The system test format has provided a convenient way to construct a suite of regression tests. When a bug is identified in Projog the first step towards investigating it has been to construct the most simple system test possible that demonstrates the problem. The tests provide a quick feedback loop to determine the affects of potential fixes to the problem. As these tests are kept in source control and run as part of every build they give confidence that new changes to the code do not cause previously fixed bugs to be reintroduced. This aids productivity and quality, and will be useful during any future refactoring of the codebase. An example of this process is this test which was created for this bug which led to this change.
The built-in predicates (i.e. implementations of PredicateFactory
) that exist in the Projog code base are only tested by system tests, they do not have corresponding unit tests. I feel that the concise nature of the system tests is more suitable for testing the built-in predicates than JUnit tests would be. I think having both system tests and unit tests for each of these items would require a significant effort and duplication without increasing confidence in the code.
Documentation
There are two distinct types of documentation provided by Projog - Javadoc and the website's manual.

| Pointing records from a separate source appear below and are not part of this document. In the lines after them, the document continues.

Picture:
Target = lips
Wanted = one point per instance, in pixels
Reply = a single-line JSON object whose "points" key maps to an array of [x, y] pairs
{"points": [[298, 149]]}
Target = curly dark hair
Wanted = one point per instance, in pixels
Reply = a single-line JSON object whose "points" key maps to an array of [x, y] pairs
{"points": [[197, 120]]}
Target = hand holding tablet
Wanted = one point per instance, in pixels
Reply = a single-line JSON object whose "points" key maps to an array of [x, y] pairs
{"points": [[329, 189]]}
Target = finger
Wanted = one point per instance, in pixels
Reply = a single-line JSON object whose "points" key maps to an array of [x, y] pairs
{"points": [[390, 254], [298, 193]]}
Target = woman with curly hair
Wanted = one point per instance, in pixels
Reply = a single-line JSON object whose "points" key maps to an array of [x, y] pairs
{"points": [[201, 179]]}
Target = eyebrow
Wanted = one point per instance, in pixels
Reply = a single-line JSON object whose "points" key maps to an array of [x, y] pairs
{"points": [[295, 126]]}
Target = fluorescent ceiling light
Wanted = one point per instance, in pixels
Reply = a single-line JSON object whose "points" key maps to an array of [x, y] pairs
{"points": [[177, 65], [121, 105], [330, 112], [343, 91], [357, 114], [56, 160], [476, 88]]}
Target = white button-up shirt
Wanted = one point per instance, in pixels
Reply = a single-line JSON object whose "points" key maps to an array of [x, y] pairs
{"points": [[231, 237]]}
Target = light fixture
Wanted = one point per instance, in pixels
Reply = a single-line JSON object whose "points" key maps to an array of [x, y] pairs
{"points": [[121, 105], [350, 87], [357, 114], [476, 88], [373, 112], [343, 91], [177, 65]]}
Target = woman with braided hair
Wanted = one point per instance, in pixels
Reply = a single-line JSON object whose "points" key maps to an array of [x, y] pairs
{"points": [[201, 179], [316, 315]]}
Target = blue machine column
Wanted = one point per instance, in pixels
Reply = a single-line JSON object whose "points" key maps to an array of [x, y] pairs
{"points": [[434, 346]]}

Javadoc is an established approach to documenting Java code using comments in the source code. The Projog Javadocs contain links to class diagrams generated by PlantUML. I think diagrams can assist in describing the structure of a system. PlantUML allows diagrams to be expressed in a textual form which, compared to using a graphical tool, has the advantages of:
- Avoiding needing to spend time aligning boxes and arrows.
- Makes it easy to see what has changed between different versions stored in version control.

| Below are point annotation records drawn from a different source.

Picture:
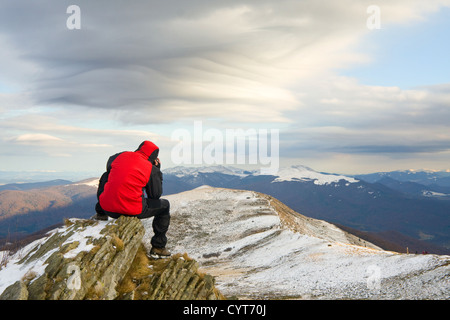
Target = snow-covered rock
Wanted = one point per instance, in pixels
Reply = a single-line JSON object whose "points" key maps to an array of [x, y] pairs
{"points": [[259, 248]]}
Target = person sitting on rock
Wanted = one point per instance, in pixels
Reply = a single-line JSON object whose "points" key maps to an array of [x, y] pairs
{"points": [[132, 186]]}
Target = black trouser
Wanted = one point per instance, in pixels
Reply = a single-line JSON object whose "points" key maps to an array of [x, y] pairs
{"points": [[157, 208]]}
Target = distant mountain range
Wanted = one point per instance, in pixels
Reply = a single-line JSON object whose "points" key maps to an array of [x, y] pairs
{"points": [[32, 207], [383, 207], [374, 203]]}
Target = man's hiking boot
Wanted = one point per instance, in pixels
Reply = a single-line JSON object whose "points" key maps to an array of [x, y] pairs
{"points": [[157, 253], [101, 217]]}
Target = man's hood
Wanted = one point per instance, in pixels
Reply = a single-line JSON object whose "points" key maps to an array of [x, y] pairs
{"points": [[149, 149]]}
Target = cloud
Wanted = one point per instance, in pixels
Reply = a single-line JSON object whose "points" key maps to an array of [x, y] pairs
{"points": [[136, 66]]}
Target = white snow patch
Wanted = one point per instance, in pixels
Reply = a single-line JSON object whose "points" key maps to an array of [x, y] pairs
{"points": [[302, 173]]}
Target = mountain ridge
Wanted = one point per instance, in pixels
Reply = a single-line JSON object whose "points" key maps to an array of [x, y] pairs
{"points": [[252, 245]]}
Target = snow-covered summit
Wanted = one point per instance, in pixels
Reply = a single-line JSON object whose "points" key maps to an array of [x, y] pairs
{"points": [[303, 173], [180, 171], [292, 173], [257, 247]]}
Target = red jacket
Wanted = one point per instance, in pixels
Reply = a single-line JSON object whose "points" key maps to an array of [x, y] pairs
{"points": [[128, 178]]}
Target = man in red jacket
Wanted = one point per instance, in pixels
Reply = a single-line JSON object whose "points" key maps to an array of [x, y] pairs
{"points": [[132, 186]]}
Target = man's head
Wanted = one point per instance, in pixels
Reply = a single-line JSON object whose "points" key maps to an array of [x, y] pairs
{"points": [[149, 149]]}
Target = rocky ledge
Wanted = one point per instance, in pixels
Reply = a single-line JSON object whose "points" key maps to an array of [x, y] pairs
{"points": [[89, 259]]}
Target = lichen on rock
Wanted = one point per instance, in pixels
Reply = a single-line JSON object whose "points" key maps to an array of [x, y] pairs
{"points": [[94, 260]]}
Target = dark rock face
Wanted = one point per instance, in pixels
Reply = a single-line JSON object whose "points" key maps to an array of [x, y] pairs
{"points": [[96, 264]]}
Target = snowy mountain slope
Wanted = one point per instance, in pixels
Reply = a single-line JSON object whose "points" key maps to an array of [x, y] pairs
{"points": [[303, 173], [259, 248], [292, 173]]}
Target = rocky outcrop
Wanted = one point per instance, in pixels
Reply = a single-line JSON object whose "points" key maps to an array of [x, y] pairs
{"points": [[98, 260]]}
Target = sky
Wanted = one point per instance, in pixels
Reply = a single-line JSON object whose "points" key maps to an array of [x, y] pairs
{"points": [[345, 94]]}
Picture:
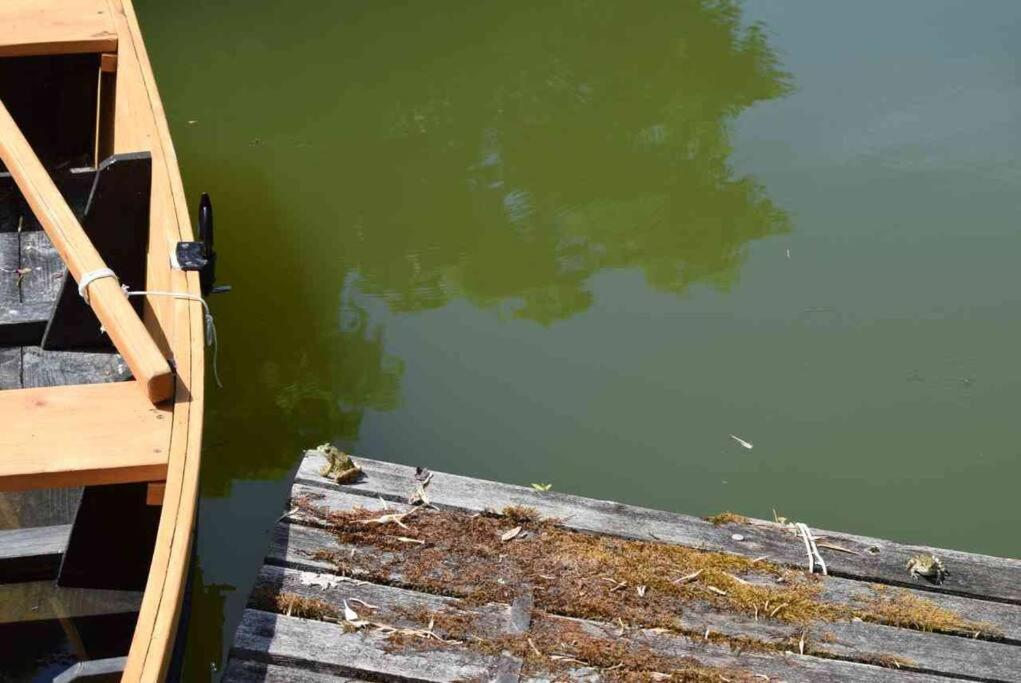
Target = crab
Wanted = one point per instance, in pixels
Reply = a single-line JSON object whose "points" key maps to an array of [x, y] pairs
{"points": [[928, 567], [339, 466]]}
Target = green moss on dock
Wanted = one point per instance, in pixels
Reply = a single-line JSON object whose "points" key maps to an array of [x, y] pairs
{"points": [[485, 558]]}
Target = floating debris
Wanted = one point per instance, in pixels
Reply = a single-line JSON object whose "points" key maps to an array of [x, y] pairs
{"points": [[742, 442]]}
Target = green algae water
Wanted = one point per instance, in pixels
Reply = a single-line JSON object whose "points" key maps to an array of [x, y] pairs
{"points": [[598, 245]]}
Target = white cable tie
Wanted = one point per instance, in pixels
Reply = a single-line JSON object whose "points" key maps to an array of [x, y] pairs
{"points": [[91, 277]]}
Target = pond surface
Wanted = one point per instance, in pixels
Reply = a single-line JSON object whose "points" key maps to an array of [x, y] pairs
{"points": [[586, 242]]}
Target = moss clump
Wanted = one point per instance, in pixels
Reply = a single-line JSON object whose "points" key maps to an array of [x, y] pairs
{"points": [[726, 518], [605, 579], [555, 646], [896, 606], [522, 515]]}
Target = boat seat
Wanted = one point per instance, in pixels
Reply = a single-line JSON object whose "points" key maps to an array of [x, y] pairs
{"points": [[55, 27], [82, 435]]}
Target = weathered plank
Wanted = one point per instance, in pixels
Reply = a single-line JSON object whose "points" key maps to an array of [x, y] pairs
{"points": [[33, 553], [93, 670], [42, 599], [52, 369], [328, 648], [1006, 619], [295, 545], [246, 671], [42, 266], [42, 507], [10, 369], [394, 604], [866, 559]]}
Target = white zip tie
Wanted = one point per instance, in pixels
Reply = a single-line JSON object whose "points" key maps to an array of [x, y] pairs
{"points": [[91, 277], [210, 325], [811, 548]]}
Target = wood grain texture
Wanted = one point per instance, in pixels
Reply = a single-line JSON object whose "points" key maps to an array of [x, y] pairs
{"points": [[875, 559], [327, 648], [107, 300], [41, 282], [247, 671], [54, 369], [10, 369], [32, 554], [55, 27], [294, 545], [141, 126], [392, 604], [80, 435], [38, 600]]}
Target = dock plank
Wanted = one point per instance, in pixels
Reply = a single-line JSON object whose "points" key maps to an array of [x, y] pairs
{"points": [[393, 603], [328, 648], [247, 671], [295, 545], [870, 558]]}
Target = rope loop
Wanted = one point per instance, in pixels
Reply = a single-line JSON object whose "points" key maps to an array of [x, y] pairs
{"points": [[91, 277]]}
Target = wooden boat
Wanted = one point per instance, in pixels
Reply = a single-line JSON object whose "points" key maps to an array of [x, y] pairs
{"points": [[82, 124]]}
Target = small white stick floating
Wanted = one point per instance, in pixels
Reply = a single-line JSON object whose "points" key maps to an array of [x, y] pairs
{"points": [[745, 444]]}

The Javadoc comments and system tests are used to automatically generate the website's documentation of built-in predicates. For example, the Between.java file gets automatically transformed into the Between.html file as part of the build process. The use of Javadoc comments and system tests, rather than maintaining a seperate set of documentation, promotes consistency and saves time. As the documentation contains the actual output of running the system tests then we can have confidence the documentation provides a correct account of how the code works.
The decoupling of the website content (stored in Javadoc comments and system tests) from the presentation details makes it possible to quickly and consistently redesign the layout, styling and navigation.

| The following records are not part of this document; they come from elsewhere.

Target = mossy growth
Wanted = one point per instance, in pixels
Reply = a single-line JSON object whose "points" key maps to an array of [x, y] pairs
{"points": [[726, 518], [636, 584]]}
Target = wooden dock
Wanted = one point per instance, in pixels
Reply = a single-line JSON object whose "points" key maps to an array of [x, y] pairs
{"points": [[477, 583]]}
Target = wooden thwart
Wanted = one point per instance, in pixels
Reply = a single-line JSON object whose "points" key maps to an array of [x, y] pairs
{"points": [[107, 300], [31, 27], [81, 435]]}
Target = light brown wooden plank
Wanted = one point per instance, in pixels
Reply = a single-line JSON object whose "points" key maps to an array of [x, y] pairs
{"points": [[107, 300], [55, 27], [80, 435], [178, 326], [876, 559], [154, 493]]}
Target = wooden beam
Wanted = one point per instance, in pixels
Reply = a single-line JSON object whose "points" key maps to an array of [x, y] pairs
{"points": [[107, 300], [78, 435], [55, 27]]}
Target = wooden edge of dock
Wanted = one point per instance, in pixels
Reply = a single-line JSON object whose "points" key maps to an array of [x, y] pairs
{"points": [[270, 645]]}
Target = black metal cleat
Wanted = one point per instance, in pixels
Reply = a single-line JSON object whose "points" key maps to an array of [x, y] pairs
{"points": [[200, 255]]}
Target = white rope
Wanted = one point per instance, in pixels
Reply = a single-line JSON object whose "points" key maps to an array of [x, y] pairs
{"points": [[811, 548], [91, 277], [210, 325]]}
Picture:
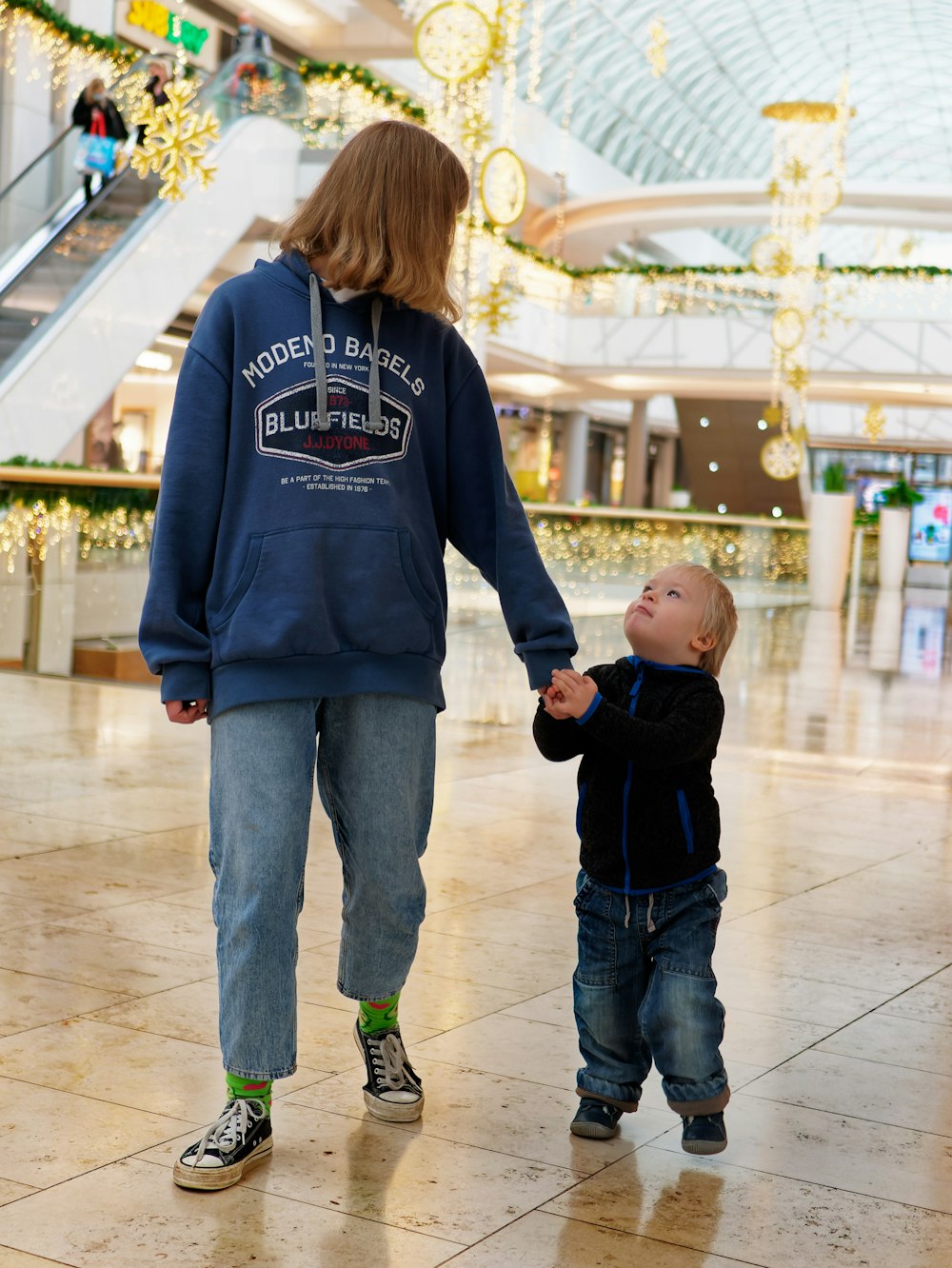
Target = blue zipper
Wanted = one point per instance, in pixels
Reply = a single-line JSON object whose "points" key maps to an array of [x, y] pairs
{"points": [[626, 790], [686, 823]]}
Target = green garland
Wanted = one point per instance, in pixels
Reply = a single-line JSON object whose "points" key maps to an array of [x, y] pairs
{"points": [[660, 271], [95, 500], [77, 35], [331, 72]]}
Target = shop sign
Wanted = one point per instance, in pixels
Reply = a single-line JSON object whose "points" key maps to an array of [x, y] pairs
{"points": [[159, 20]]}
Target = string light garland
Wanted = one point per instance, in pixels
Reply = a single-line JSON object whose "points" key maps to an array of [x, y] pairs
{"points": [[587, 552], [348, 77]]}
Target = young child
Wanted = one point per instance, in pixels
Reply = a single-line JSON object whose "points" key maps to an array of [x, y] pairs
{"points": [[649, 892]]}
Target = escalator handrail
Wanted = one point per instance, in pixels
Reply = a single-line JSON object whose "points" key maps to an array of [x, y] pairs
{"points": [[45, 237], [66, 132]]}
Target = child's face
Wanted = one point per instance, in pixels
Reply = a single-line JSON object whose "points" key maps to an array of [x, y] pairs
{"points": [[664, 623]]}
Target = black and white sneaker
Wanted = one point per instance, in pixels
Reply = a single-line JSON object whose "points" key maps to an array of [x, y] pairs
{"points": [[704, 1134], [238, 1139], [393, 1089]]}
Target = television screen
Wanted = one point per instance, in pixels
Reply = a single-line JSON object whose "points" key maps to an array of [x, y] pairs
{"points": [[931, 527], [923, 642]]}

The combination of Projog-specific system test syntax, Java source code and Javadoc comments in the same file may be considered by some to be confusing. Robert C. Martin's Clean Code lists Multiple Languages in One Source File as a code smell. I feel that there are benefits to storing the system tests alongside the Java source code of the functionality they test. If the system tests were stored in their own seperate files then there would still need to a be a way to associate them with the Java source code in order to generate the pages of the user manual. Rather than causing confusion or being a distraction, I think the concise format and clear intent of the system tests contributes to the understanding of the Java source file they belong to.
Projog Alternatives
There are a number of different Prolog implementations. An established and free implementation is SWI-Prolog. It has a rich set of features and tools which include JPL (a Java interface) and SWISH (a web based environment).
Prolog is not the only language that can be used for logic programming. Other choices include:
- Datalog is supported by (amongst others) the Apache Jena Semantic Web framework and the Datomic distributed database.
- core.logic is a logic programming library for Clojure and ClojureScript.
- Mercury is a functional logic programming language developed at the University Of Melbourne.